Funcons-beta : Characters.cbs | PRETTY | PDF
Outline
Characters
[
Type characters Alias chars
Datatype unicode-characters Alias unicode-chars
Type unicode-points
Funcon unicode-character Alias unicode-char
Funcon unicode-point Alias unicode
Type basic-multilingual-plane-characters Alias bmp-chars
Type basic-multilingual-plane-points
Type iso-latin-1-characters Alias latin-1-chars
Type iso-latin-1-points
Type ascii-characters Alias ascii-chars
Type ascii-points
Funcon ascii-character Alias ascii-char
Funcon utf-8
Funcon utf-16
Funcon utf-32
Funcon backspace
Funcon horizontal-tab
Funcon line-feed
Funcon form-feed
Funcon carriage-return
Funcon double-quote
Funcon single-quote
Funcon backslash
]
Built-in Type
characters <: values
Literal characters can be written 'C'
where C
is any visible character
other than a single-quote
or backslash
character, which need to be
escaped as '\''
and '\\'
.
Alias
chars = characters
Unicode character set
The set of Unicode characters and allocated points is open to extension. See https://en.wikipedia.org/wiki/Plane_(Unicode)
Built-in Datatype
unicode-characters <: characters
Alias
unicode-chars = unicode-characters
Built-in Type
unicode-points <: bounded-integers(0, unsigned-bit-vector-maximum(21))
Built-in Funcon
unicode-character(_:unicode-points) : unicode-characters
Alias
unicode-char = unicode-character
The values in unicode-characters
are the values of
unicode-character(UP:unicode-points)
.
Funcon
unicode-point(_:unicode-characters) : =>unicode-points
Alias
unicode = unicode-point
Rule
unicode-point(unicode-character(UP:unicode-points)) ~> UP
Unicode basic multilingual plane
The set of Unicode BMP characters and allocated points is open to extension.
Built-in Datatype
basic-multilingual-plane-characters <: unicode-characters
Alias
bmp-chars = basic-multilingual-plane-characters
Built-in Type
basic-multilingual-plane-points <:
bounded-integers(0, unsigned-bit-vector-maximum(17))
The values in basic-multilingual-plane-characters
are the values of
unicode-character(BMPP:basic-multilingual-plane-points)
.
ISO Latin-1 character set
Built-in Datatype
iso-latin-1-characters <: basic-multilingual-plane-characters
Alias
latin-1-chars = iso-latin-1-characters
Type
iso-latin-1-points ~> bounded-integers(0, unsigned-bit-vector-maximum(8))

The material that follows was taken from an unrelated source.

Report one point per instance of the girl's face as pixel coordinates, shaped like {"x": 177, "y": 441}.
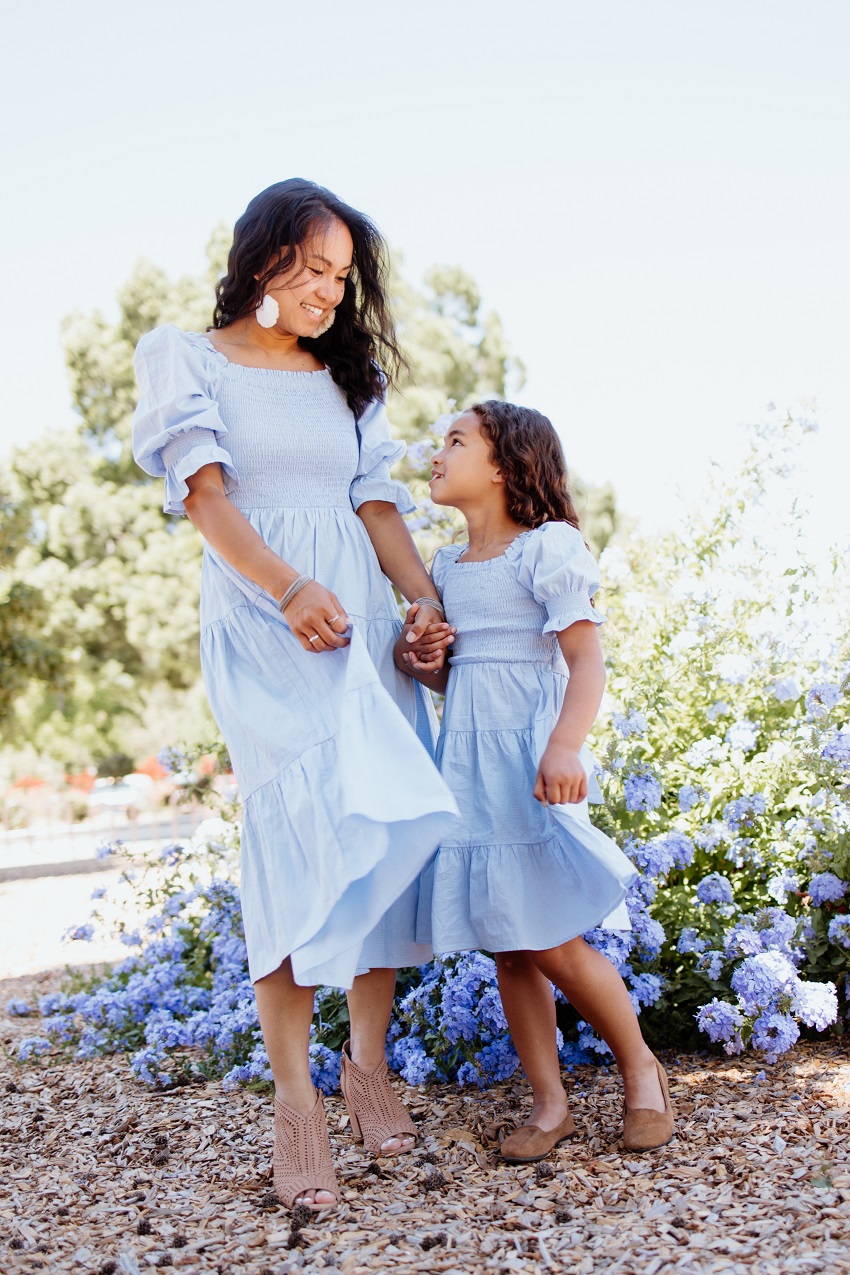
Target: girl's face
{"x": 310, "y": 292}
{"x": 463, "y": 471}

The values in iso-latin-1-characters
are the values of
unicode-character(ILP:iso-latin-1-points)
.
ASCII character set
Built-in Type
ascii-characters <: iso-latin-1-characters
Alias
ascii-chars = ascii-characters
Type
ascii-points ~> bounded-integers(0, unsigned-bit-vector-maximum(7))
The values in ascii-characters
are the values of
unicode-character(AP:ascii-points)
.
Funcon
ascii-character(_:strings) : =>ascii-characters?
Alias
ascii-char = ascii-character
ascii-character"C"
takes a string. When it consists of a single ASCII
character C
it gives the character, otherwise ( )
.
Rule
ascii-character[C:ascii-characters] ~> C
Rule
C : ~ ascii-characters
------------------------------------
ascii-character[C:characters] ~> ( )
Rule
length(C*) =/= 1
--------------------------------------
ascii-character[C*:characters*] ~> ( )
Character point encodings
See https://en.wikipedia.org/wiki/Character_encoding
Built-in Funcon
utf-8(_:unicode-points) : =>(bytes, (bytes, (bytes, bytes?)? )? )
Built-in Funcon
utf-16(_:unicode-points) : =>(bit-vectors(16), (bit-vectors(16))? )
Built-in Funcon
utf-32(_:unicode-points) : =>bit-vectors(32)
Control characters
Funcon
backspace : =>ascii-characters
~> unicode-character(hexadecimal-natural"0008")
Funcon
horizontal-tab : =>ascii-characters
~> unicode-character(hexadecimal-natural"0009")
Funcon
line-feed : =>ascii-characters
~> unicode-character(hexadecimal-natural"000a")
Funcon
form-feed : =>ascii-characters
~> unicode-character(hexadecimal-natural"000c")
Funcon
carriage-return : =>ascii-characters
~> unicode-character(hexadecimal-natural"000d")
Funcon
double-quote : =>ascii-characters
~> unicode-character(hexadecimal-natural"0022")
Funcon
single-quote : =>ascii-characters
~> unicode-character(hexadecimal-natural"0027")
Funcon
backslash : =>ascii-characters
~> unicode-character(hexadecimal-natural"005c")